James Island, SC | Nov 14, 1782
In the closing weeks of 1782, the British forces occupying Charleston were preparing to evacuate the city. In the meantime, foraging parties were sent beyond the city’s defenses to gather needed supplies, including firewood. Seeing an opportunity to harass these detachments, Colonel Tadeusz Kosciuszko, the Polish volunteer military engineer, and one of Major General Nathanael Greene’s most prominent officers, held command of a nearby American detachment of light calvary. American Captain William Wilmot of the 2nd Maryland Continental line reconnoitered James Island on October 23. He discovered that 50 to 100 British sailors arrived the same time every morning at Dill’s Bluff to cut firewood on the south side of James Island Creek. Spying the British routine, Kosciuszko moved onto James Island that night and laid in ambush until late the next morning. The woodcutters failed to appear because the British had learned of the attempted ambush. Altering their schedule, the British changed their escort from 20 men to a combined force of infantry and cavalry from the command of Major William Dancey at Fort Johnson. Three weeks later Kosciuszko decided to make a second attempt on the woodcutters, after his successful raid on James Island to capture horses.
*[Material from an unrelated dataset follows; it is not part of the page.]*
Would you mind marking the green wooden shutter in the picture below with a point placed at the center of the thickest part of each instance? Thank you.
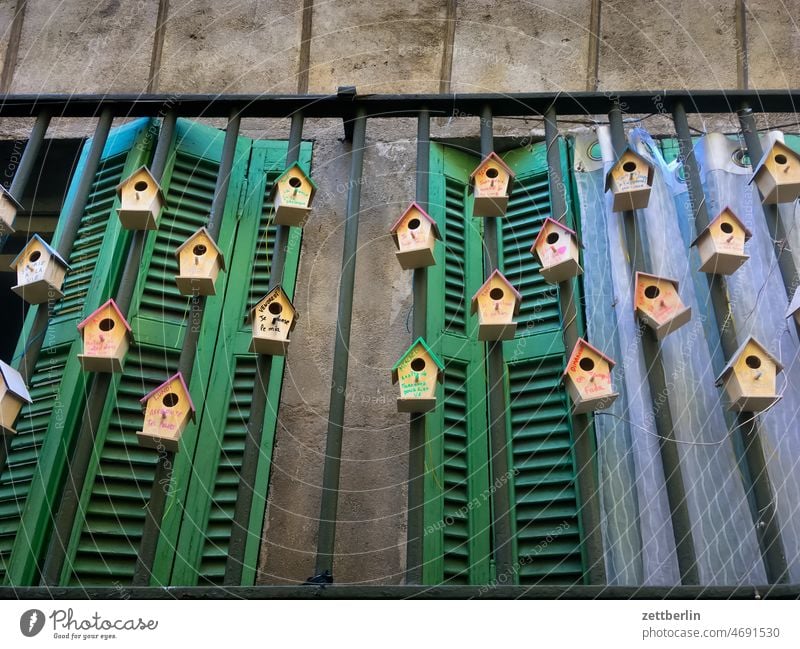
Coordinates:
(33, 476)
Kosciuszko’s 70-man force consisted of Wilmot’s Marylanders and of Lieutenant John Markland’s 1st Pennsylvanian Continentals. Wilmot borrowed clothes from his friend, John Gibbes. “I have not my baggage at hand, you must loan me a shift of clothes. If I fall, which is not unlikely, it would be a satisfaction to me that the enemy should find me in clean linens.” On the morning of November 14, Kosciuszko’s men engaged the woodcutters’ escort detachment, only to find the British better prepared for the American attack than they had anticipated. British reinforcements were quickly brought to the action such that Kosciuszko now faced over 300 men and a canon, substantially outnumbered five to one. The brief, intensely hot fight wounded Markland and four others, and killed Wilmot and four more. Overwhelmed, Kosciuszko withdrew. One of those casualties was a slave, William Smith, who was wounded in the shoulder, taken prisoner by the British where he later died. Four musket balls pierced Kosciuszko’s coat and a musket ball shattered a spontoon in his hand, but he was unharmed. He narrowly escaped being cut down by a British dragoon, who was killed by William Fuller. Kosciuszko deftly retreated along the creek and across James Island to reach Johns Island.
Captain Wilmot is recognized by many historians to be the last Continental soldier killed in the Carolinas during the American Revolution. Markland wrote in his memoirs that this was the last battle in the War of Independence. Depending on the definition of what is a battle this may or may not be true, but the Battle of Dills Bluff was the last combat action of the Continental Army in South Carolina. There would be further maneuvers at Goose Creek and at Charleston. On December 14, 1782, Major General Alexander Leslie’s British army left their forward works and evacuated Charleston while Brigadier General Anthony Wayne’s Continentals moved in. “This fourteenth day of December, 1782, ought never be forgotten by the Carolinians; it ought to be a day of festivity with them, as it was the real day of their deliverance and independence,” recorded General William Moultrie. Today, the site of the skirmish at Dills Bluff has been commemorated by a historical marker located off North Shore Drive on James Island. Though a small engagement by all means, it represents the last time American patriots of South Carolina bore arms against the British army in the fight for American independence.